The MDDM’s core feature is a tool to design queries. The tool exploits a graphical metaphor based on cascaded blocks that should be easily understood even by inexperienced users. Each query block represents one of the federated database entities, as previously described, or an operator, and it defines which kind of object will be returned as the block’s output. Available query blocks are shown on the left-hand side of the editor (block A in Figure 2) and categorized according to the DP from which the data are drawn (e.g., the flask icon for Biobank data and the mouse icon for xenopatient data). The user can drag and drop the query blocks on the workflow editor (block B). For instance, Figure 2 shows the xenopatients, also known as patient-derived xenograft (PDX) models, and Explants blocks from the Xenopatient DP, the Aliquots block drawn from the Biobank DP, and the Containers block from the Storage DP. The reported query aims at retrieving all the containers (e.g. tubes) carrying aliquots explanted from PDX models.

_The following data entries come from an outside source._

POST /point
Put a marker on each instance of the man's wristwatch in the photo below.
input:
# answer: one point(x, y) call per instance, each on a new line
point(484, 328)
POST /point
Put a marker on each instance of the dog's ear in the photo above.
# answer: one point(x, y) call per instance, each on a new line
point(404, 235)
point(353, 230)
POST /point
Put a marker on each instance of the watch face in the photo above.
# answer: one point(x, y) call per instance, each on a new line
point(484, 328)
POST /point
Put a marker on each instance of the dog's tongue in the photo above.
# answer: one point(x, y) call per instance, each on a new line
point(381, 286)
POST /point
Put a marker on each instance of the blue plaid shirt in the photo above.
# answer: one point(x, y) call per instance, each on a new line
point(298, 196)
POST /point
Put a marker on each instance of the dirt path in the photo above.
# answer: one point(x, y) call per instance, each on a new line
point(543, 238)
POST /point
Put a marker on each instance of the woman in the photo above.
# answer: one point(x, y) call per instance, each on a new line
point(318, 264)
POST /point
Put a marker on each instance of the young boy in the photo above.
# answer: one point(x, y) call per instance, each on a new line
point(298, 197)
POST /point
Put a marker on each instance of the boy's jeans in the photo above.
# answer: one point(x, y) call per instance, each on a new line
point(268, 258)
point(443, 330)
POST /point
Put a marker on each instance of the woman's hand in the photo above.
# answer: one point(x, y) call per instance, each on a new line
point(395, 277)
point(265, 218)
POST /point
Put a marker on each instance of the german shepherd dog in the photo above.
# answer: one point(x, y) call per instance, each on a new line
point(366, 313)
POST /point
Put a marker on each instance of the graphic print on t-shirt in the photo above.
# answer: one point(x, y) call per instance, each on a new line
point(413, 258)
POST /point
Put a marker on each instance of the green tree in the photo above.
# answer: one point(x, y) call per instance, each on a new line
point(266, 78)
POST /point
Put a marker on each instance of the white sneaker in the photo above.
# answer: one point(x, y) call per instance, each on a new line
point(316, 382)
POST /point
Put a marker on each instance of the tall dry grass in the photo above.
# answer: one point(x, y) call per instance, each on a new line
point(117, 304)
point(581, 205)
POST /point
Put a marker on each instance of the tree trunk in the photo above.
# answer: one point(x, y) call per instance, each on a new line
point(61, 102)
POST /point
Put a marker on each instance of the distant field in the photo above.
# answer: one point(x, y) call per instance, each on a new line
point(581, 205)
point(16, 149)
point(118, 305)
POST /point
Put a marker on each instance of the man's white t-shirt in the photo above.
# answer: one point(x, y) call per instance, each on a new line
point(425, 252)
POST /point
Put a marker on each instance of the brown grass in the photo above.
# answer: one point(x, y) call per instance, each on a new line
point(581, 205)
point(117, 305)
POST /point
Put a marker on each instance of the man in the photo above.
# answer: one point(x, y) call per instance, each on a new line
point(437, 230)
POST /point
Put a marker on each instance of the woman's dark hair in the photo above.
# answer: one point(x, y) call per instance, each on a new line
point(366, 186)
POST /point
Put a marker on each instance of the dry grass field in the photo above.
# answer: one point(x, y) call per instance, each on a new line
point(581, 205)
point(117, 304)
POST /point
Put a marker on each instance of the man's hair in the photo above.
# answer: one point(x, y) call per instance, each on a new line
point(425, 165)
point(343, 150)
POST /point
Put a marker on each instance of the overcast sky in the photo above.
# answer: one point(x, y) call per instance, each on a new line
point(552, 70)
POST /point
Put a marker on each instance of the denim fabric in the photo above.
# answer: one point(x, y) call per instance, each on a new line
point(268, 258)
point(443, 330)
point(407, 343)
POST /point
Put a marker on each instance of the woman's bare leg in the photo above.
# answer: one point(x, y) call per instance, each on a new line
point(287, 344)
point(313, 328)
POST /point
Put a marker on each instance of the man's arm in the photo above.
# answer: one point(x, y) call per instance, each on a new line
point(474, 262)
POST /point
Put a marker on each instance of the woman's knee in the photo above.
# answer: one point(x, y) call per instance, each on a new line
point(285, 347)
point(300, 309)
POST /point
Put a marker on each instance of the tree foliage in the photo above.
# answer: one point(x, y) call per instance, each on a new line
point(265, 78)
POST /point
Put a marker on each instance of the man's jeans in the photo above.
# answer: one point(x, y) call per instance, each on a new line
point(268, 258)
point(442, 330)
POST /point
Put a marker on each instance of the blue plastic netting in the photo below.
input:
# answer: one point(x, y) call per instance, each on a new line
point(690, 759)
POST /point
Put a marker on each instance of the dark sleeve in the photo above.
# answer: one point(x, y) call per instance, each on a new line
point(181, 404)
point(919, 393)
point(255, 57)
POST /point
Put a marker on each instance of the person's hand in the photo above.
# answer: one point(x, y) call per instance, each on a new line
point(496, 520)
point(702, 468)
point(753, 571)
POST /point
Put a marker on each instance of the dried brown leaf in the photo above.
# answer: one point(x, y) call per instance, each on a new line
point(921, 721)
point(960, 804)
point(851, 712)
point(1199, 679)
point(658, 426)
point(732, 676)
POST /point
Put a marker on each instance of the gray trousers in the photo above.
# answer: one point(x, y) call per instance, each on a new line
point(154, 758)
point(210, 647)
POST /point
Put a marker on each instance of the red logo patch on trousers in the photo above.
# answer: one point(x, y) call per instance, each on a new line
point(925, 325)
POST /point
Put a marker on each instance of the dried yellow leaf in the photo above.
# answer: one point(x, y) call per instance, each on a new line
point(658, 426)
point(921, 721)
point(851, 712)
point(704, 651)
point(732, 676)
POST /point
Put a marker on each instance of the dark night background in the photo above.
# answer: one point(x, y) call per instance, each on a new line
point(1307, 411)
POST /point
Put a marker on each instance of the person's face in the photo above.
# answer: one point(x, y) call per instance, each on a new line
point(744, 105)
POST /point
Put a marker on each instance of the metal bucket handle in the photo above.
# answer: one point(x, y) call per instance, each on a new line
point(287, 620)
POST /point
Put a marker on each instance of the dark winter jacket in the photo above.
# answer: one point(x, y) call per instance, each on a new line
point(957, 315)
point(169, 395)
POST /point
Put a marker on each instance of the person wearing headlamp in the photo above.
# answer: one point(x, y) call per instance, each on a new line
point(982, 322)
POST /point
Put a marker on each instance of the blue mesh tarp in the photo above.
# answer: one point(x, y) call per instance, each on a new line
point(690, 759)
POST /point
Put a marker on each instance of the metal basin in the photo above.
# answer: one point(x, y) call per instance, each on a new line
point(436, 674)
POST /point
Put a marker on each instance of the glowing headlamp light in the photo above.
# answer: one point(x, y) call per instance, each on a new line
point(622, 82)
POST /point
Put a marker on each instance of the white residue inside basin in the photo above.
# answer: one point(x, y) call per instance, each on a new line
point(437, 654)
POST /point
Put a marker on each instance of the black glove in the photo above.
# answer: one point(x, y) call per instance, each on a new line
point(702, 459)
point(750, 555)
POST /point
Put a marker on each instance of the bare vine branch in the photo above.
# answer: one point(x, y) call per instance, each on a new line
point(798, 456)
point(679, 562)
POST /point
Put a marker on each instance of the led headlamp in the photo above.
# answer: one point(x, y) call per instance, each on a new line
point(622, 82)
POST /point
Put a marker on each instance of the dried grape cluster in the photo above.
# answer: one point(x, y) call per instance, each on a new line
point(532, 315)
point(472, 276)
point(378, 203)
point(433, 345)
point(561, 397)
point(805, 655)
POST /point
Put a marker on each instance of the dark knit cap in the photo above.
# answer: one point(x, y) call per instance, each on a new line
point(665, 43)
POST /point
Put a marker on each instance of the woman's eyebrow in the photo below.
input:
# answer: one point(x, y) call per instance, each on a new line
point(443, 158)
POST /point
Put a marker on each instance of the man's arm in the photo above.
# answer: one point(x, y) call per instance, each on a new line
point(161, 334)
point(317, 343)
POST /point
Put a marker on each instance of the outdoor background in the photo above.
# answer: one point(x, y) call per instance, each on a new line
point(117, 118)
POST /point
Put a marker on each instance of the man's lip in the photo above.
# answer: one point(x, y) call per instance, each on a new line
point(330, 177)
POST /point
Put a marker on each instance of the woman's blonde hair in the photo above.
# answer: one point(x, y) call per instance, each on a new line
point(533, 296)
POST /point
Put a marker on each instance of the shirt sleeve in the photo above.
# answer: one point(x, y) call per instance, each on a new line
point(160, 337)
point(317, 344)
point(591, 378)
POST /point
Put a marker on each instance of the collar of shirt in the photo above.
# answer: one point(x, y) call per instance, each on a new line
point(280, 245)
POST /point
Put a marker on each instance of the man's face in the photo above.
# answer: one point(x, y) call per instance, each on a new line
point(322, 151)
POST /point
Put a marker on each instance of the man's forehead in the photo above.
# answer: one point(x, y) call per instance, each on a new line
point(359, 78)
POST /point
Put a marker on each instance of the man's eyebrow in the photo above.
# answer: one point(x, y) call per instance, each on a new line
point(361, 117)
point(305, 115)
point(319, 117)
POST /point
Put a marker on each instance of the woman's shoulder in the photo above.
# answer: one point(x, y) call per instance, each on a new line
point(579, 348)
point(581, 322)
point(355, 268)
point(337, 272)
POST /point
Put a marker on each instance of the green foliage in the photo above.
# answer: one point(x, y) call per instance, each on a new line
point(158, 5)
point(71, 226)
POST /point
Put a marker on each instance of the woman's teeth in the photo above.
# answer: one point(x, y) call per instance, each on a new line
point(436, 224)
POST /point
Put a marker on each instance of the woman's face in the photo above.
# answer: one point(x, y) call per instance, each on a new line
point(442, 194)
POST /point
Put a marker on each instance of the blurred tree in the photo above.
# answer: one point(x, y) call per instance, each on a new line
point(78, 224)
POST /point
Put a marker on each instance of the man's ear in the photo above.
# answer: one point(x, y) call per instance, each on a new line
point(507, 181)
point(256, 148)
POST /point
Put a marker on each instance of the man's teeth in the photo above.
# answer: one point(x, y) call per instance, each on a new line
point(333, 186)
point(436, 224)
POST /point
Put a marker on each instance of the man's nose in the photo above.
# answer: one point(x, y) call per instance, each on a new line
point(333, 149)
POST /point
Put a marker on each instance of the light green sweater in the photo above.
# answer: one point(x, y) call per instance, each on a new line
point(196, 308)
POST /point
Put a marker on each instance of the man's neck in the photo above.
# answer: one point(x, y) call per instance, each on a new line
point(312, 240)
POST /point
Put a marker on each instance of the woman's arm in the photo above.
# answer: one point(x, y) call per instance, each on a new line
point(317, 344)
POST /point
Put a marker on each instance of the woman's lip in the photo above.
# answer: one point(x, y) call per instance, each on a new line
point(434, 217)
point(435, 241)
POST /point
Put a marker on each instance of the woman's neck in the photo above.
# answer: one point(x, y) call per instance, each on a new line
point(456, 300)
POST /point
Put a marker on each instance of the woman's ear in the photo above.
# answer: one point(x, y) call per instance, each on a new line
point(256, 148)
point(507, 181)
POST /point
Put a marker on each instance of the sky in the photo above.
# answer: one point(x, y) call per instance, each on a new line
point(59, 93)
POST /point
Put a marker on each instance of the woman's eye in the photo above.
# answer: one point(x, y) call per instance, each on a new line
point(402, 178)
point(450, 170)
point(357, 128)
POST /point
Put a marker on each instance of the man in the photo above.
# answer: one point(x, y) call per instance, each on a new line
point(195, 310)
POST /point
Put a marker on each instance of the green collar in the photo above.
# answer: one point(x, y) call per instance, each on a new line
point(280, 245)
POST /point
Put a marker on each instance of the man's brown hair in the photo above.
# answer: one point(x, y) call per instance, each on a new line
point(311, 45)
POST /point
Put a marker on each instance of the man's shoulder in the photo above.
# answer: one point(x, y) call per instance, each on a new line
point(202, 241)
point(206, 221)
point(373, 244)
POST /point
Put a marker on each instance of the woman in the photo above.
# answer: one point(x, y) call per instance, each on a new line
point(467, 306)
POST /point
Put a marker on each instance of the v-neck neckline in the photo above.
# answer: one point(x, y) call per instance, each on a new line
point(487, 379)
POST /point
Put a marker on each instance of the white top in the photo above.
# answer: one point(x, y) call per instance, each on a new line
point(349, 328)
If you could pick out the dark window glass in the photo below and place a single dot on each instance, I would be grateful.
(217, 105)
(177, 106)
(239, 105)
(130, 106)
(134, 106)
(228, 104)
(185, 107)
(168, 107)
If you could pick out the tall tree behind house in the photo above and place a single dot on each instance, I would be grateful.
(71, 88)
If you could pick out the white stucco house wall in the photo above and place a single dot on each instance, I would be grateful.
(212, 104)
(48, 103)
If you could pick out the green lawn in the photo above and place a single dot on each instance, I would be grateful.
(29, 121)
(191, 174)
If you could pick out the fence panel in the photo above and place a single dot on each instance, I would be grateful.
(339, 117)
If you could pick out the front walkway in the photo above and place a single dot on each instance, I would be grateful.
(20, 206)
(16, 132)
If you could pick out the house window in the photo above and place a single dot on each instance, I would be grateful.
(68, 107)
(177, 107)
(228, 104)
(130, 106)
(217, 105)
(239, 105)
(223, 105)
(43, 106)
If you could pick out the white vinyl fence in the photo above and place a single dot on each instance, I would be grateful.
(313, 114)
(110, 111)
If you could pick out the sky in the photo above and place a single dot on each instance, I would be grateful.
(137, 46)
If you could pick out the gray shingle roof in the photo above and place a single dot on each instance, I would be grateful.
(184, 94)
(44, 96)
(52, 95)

Figure 2. Query generator interface

Filtering conditions may be specified for each block by clicking the funnel icon. In the reported example, the user can retrieve only the viable aliquots that are still available. Set operators (Union, Intersection, and Difference) and special operators (Group-count, Extend, and Template blocks), listed on the right-hand side (block C in the figure), can also be used. Blocks must be interconnected to build a query workflow by drawing a wire between a block’s output terminal and another block’s input terminal. Two blocks may only be connected if a query path exists (as defined by the MDDM administrator) that instructs the system how to match the corresponding entities. Conversely, an error message will be shown. Once a workflow has been defined, the user may assign a title and a description to it (block D), then either run the query immediately or save it in the system as a template, such that it can be run later either through the Query Generator Template block, or through the DI APIs. Furthermore, queries may be saved as "translators," i.e., a special type of template that may be optionally run for every row appearing in the result set of a query to enrich it with additional, related information. Query results are displayed in a paged tabular structure. Since they are stored in the document database (MongoDB), they can be reopened at any time without re-running the query. In addition, they can be exported in multiple formats and saved locally by the user.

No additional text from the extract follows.